Dita terdiam menatap lurus kedepan tanpa menatap Gilang yang memegang ponselnya. Gilang segera mematikan panggilan tersebut. Dia menatap istrinya yang bengong.

"Kenapa kak Fani nelfon kakak?"tanya Dita tanpa menoleh kearah Gilang.

"Aku gak tau dia mau apa, aku juga gak tau kalau dia nelfon aku"jawab Gilang, dia sangat takut melihat wajah istrinya yang terlihat kesal.

"Apa kakak masih cinta sama kak Fani?"tanya Dita menatap lekat-lekat wajah Gilang.

"Aku beneran udah gak cinta sama dia"jawab Gilang dia menggenggam tangan Dita yang dingin.

"Tapi dia masih cinta sama kakak"kata Dita dengan tersenyum bukan senyum bahagia atau apa tapi senyum untuk menutupi kesedihannya yang dia tunjukkan.

"Tapi aku udah gak cinta sama dia"jawab Gilang lagi, dengan pelan dia menarik tubuh Dita untuk mendekat.

"Kamu percaya sama aku, aku udah gak ada rasa cinta sama dia.
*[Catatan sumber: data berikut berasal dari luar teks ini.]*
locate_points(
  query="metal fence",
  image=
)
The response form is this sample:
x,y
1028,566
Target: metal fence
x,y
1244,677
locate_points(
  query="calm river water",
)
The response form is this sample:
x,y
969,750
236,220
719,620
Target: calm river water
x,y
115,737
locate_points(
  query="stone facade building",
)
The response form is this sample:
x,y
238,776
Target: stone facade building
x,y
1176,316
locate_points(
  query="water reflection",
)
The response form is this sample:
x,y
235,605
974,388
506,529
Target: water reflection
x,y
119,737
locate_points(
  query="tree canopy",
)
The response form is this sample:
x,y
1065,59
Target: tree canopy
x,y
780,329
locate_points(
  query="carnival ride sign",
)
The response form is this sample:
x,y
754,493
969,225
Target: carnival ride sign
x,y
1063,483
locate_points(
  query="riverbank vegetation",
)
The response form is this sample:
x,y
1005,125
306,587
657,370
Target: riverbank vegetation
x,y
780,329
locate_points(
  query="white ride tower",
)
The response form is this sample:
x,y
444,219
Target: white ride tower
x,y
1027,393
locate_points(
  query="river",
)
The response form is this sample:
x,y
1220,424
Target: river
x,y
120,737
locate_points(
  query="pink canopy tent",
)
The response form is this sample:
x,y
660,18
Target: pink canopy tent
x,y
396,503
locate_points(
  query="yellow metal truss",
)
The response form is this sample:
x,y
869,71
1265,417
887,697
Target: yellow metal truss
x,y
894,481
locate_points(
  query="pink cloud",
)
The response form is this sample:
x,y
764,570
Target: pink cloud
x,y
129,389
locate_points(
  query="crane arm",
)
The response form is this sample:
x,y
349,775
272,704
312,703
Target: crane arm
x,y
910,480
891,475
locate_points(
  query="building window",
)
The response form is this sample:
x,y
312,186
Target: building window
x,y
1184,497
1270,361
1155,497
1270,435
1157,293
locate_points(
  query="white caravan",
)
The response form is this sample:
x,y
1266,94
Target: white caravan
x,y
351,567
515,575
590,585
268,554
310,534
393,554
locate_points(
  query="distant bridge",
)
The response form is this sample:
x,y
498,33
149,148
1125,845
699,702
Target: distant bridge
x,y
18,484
Aku cinta sama istri aku"sambungnya lagi.

"Aku percaya sama kakak"jawab Dita tersenyum.

"Kakak aku takut"sambung Dita kembali. Gilang memeluk tubuh istrinya dengan erat.

"Takut kenapa?"tanya Gilang menatap wajah cantik Dita yang semakin hari semakin cantik.

"Aku takut suatu saat nanti kak Fani ambil kakak dari aku"jawab Dita dengan terisak, yang ada dalam benak nya sudah iya utarakan kepada suaminya.

"Gak akan ada siapapun yang berani rebut aku dari kamu, atau pun sebaliknya"kata Gilang, dia sangat mencintai istrinya dia tidak akan membiarkan siapapun mengusik ketenangan istrinya apalagi ada bayi mereka didalam perut Dita.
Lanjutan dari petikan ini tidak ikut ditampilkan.